For the diagnosis of the tracheal foreign body, radiological examinations and bronchoscopy are necessary. With the development of CT post-processing techniques, some authors have reported a detection rate of 100% for tracheal foreign bodies with CT with multiplanar reformation (MPR) [9]. CT with MPR can clearly indicate the anatomical relationship between the foreign body, the tracheal wall and its adjacent tissues, and accurately evaluate the severity of tracheal stenosis [10]. The golden standard for the diagnosis of airway foreign bodies is bronchoscopy, which can be not only a diagnostic tool but also an effective aid in removing tracheal foreign bodies [11]. Because the foreign body was relatively large, fixed, and inserting into the right thyroid, the fiberoptic bronchoscope failed to remove it. Fortunately, subsequent surgery successfully removed the foreign body, and the patient's symptoms of dyspnea were completely relieved.
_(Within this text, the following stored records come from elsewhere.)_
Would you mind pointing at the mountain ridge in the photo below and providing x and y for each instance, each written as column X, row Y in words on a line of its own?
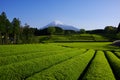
column 61, row 25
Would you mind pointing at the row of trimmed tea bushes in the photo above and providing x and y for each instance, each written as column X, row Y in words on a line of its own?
column 99, row 69
column 68, row 70
column 117, row 54
column 21, row 70
column 114, row 62
column 9, row 50
column 23, row 57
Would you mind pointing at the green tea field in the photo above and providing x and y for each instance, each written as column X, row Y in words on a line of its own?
column 60, row 61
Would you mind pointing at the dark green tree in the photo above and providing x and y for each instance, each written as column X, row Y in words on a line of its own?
column 16, row 30
column 28, row 34
column 82, row 31
column 118, row 29
column 4, row 24
column 51, row 30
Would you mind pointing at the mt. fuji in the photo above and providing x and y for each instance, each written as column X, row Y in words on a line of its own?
column 61, row 25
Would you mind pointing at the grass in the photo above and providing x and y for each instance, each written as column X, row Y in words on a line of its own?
column 21, row 70
column 68, row 70
column 99, row 69
column 115, row 63
column 62, row 61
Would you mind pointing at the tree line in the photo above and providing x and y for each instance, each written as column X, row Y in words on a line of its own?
column 13, row 33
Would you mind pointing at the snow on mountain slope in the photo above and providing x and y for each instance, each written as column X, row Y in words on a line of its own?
column 61, row 25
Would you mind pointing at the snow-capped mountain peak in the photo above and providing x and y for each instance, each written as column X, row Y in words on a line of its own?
column 61, row 25
column 56, row 22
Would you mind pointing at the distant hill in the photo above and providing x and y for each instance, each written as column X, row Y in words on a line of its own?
column 61, row 25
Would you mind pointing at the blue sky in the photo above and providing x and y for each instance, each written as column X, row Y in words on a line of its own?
column 87, row 14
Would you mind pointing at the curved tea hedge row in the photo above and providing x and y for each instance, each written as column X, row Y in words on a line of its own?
column 99, row 69
column 68, row 70
column 115, row 63
column 21, row 70
column 10, row 50
column 117, row 54
column 23, row 57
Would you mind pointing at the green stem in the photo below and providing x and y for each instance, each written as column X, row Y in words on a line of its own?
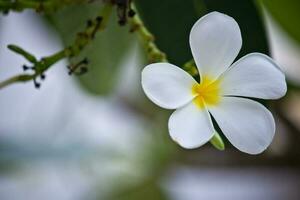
column 153, row 52
column 39, row 6
column 82, row 40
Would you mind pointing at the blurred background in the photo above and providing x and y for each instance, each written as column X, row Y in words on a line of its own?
column 97, row 136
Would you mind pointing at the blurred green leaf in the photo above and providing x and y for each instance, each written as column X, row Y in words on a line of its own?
column 171, row 22
column 148, row 190
column 104, row 53
column 248, row 17
column 286, row 13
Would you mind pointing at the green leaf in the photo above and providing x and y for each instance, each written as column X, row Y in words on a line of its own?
column 104, row 53
column 286, row 13
column 217, row 142
column 171, row 22
column 248, row 17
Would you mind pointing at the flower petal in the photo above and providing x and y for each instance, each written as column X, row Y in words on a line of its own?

In conclusion, we have reported on a very unusual case of a tracheal foreign body caused by coal dust inhalation in a middle-aged male patient. To our knowledge, this is the first case reported in the literature in which a tracheal coal foreign body was discovered in chest radiographs and CT images, and energy spectrum CT was used in the identification of the foreign body. In the process of diagnosis, chest CT provided accurate and reliable clinical diagnostic information and played an important role in determining how to remove the tracheal foreign body. Quantitative analysis of the energy spectrum CT and the detailed medical history provided important evidence for identifying the properties of the foreign body. For patients in whom an airway foreign body is suspected, fiberoptic bronchoscopy should be performed as soon as possible to ensure proper treatment.